Using cannabis in one's youth almost doubles the risk of having psychotic episodes like paranoia and hallucinations, a study has found.
A team of international researchers followed the lives of almost 2,000 young Germans, who began with no history of psychosis, for more than a decade.
They discovered that youngsters who started smoking the drug at college age were 90pc more likely to have psychotic symptoms in their mid-20s.
In the study, cannabis users were defined as those who had used the drug at least five times between 18 and 21.
Rates of psychotic episodes between users and non-users at the age of 26 were then compared. Other factors known to affect likelihood of psychosis, such as childhood trauma, class, and growing up in an urban environment, were accounted for.
The authors, led by Rebecca Kuepper, a research psychologist at Maastricht University in The Netherlands, concluded: "This 10 year follow-up study showed that incident cannabis use significantly increased the risk of incident psychotic experiences."
The scientists believe that exposure to THC, the main psychoactive component in cannabis, makes the brain more susceptible to psychotic episodes.
The study also found that a rise in psychotic episodes followed cannabis use, rather than the other way around, disproving the theory that the relationship between the two was nothing more than people prone to psychosis self-medicating.
Sir Robin Murray, professor of psychiatric research at Kings College London, said: "This study adds a further brick to the wall of evidence showing that use of traditional cannabis is a contributory cause of psychoses like schizophrenia."
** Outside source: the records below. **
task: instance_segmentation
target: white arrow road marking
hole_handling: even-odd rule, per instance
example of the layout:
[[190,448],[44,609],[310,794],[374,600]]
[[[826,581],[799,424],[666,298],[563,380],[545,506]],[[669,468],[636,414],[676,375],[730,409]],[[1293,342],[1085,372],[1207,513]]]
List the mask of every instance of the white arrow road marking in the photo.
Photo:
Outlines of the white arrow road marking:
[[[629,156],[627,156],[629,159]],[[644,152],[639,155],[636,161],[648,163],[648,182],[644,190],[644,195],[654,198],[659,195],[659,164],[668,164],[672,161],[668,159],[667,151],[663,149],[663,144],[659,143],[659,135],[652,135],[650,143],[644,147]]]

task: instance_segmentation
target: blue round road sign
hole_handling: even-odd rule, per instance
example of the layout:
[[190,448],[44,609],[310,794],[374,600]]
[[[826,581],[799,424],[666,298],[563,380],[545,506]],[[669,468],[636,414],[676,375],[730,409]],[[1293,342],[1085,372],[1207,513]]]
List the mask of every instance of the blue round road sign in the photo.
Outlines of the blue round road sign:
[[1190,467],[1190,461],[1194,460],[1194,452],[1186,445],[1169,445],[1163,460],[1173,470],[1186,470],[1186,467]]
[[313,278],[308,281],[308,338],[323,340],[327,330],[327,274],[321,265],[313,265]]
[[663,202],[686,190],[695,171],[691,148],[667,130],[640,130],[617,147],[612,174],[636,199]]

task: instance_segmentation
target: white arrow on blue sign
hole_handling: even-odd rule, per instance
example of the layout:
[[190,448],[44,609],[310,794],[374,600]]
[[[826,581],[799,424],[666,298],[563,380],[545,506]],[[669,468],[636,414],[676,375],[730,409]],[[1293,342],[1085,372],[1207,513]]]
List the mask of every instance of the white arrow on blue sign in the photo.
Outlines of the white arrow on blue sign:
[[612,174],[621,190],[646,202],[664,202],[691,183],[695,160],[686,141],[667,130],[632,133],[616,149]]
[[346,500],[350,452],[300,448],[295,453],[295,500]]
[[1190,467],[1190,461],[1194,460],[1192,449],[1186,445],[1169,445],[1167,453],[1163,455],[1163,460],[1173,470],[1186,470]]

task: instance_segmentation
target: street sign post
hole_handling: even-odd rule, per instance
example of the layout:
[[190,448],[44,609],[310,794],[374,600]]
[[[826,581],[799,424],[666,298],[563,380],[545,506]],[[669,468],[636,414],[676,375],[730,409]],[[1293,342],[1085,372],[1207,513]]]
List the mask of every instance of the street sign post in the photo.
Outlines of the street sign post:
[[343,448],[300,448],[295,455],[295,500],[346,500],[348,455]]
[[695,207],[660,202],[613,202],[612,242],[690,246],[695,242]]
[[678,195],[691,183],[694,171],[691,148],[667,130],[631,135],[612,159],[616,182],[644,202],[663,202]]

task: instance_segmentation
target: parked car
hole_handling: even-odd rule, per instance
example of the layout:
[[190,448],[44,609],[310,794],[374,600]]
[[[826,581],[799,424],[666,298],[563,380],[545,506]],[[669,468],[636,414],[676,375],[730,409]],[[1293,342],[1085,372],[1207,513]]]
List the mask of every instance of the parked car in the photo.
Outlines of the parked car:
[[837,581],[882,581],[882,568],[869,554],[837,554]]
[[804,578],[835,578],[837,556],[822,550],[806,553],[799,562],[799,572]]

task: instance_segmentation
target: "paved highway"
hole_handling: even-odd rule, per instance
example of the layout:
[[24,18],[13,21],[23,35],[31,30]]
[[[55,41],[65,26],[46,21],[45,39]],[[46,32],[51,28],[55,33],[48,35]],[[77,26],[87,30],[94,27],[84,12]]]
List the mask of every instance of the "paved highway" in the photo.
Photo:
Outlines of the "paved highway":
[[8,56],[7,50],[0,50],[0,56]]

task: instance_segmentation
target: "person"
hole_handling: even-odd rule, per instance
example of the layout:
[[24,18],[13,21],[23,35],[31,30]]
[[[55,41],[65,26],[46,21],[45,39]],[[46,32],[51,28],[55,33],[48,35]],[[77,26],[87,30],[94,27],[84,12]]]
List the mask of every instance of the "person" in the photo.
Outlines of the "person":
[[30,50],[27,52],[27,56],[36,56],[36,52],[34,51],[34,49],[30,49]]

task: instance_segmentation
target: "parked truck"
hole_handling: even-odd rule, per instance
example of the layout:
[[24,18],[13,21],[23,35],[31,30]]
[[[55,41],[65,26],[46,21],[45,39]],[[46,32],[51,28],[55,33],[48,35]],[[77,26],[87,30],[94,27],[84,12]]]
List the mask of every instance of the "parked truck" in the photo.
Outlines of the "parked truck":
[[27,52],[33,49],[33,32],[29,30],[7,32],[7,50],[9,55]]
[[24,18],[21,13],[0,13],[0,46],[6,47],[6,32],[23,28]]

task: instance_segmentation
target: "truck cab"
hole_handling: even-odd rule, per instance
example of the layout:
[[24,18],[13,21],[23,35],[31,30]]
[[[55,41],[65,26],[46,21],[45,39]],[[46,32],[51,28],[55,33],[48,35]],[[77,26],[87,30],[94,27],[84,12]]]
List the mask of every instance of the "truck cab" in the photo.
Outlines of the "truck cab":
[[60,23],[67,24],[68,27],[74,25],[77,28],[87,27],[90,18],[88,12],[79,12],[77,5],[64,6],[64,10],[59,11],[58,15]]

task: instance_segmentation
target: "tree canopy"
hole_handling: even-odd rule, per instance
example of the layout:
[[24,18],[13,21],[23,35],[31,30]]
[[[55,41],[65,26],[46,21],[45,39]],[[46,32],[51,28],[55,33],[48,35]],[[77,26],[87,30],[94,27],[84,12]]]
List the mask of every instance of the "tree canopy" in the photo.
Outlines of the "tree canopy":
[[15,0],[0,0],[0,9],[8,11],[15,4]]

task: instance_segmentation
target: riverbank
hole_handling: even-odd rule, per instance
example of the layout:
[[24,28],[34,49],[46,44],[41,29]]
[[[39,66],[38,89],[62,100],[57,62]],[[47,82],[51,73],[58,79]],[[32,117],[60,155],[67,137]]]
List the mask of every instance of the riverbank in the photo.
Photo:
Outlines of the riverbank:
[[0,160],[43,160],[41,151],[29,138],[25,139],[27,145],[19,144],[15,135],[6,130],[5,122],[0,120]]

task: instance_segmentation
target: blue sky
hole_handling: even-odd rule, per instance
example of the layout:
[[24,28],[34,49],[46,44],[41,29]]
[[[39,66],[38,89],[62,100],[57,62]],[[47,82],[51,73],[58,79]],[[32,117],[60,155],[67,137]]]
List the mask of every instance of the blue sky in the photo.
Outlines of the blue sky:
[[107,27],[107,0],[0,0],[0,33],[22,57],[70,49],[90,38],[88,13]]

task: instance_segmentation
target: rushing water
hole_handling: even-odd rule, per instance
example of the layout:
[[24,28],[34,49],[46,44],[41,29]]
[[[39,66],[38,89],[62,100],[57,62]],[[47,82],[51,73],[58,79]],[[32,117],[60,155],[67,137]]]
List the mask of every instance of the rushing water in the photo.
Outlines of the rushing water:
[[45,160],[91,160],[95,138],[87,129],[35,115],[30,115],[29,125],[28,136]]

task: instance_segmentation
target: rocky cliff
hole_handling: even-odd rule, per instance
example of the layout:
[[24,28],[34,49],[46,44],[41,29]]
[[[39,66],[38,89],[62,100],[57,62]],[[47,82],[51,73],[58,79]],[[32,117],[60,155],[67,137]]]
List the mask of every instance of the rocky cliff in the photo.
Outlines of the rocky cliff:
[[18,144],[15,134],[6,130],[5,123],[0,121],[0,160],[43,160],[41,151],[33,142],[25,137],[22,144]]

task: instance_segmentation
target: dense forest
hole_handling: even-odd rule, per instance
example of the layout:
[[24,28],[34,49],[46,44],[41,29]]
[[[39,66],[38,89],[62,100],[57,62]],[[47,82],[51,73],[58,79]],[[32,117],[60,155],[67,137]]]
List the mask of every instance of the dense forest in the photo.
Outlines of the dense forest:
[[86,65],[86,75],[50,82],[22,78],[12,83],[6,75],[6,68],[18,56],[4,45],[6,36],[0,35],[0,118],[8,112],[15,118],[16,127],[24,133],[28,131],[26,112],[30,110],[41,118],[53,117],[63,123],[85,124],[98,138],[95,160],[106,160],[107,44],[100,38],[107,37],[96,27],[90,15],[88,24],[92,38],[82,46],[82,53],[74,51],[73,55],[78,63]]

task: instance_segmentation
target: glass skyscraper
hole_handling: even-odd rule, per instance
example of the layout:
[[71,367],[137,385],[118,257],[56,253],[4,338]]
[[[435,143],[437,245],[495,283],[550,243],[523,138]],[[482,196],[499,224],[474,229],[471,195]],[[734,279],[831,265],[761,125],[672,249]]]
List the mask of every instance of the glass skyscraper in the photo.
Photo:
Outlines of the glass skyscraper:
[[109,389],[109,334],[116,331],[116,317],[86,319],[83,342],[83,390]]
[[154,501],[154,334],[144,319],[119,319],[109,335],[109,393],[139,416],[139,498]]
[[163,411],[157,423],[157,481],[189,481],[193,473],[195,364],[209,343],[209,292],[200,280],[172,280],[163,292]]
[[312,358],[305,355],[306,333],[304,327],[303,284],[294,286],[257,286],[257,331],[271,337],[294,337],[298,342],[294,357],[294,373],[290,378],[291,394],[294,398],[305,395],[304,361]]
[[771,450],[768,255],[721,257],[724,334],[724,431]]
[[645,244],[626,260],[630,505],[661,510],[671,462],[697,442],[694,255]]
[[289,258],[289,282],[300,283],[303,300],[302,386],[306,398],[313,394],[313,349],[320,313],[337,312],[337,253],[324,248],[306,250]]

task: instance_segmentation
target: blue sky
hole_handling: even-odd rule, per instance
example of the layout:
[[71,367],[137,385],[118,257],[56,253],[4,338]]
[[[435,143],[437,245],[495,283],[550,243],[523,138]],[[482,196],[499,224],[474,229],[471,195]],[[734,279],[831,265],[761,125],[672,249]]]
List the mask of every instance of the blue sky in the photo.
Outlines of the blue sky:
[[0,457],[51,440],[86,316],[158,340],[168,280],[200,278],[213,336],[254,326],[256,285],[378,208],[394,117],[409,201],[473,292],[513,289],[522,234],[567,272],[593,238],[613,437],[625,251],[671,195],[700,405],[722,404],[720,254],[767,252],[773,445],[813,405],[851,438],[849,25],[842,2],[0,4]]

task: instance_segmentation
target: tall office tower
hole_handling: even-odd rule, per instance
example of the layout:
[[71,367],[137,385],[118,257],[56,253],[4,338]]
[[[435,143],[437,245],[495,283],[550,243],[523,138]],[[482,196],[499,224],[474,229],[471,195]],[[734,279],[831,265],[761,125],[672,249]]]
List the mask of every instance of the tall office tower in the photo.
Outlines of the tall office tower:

But he said it did not "address the important question of whether skunk and other potent types of cannabis carry a higher risk of psychosis than traditional resin and marijuana".
Peter Kinderman, professor of clinical psychology at Liverpool University, said the study "offers more evidence that cannabis use is a risk factor for psychosis and recommends a cautious and thoughtful approach to cannabis legislation".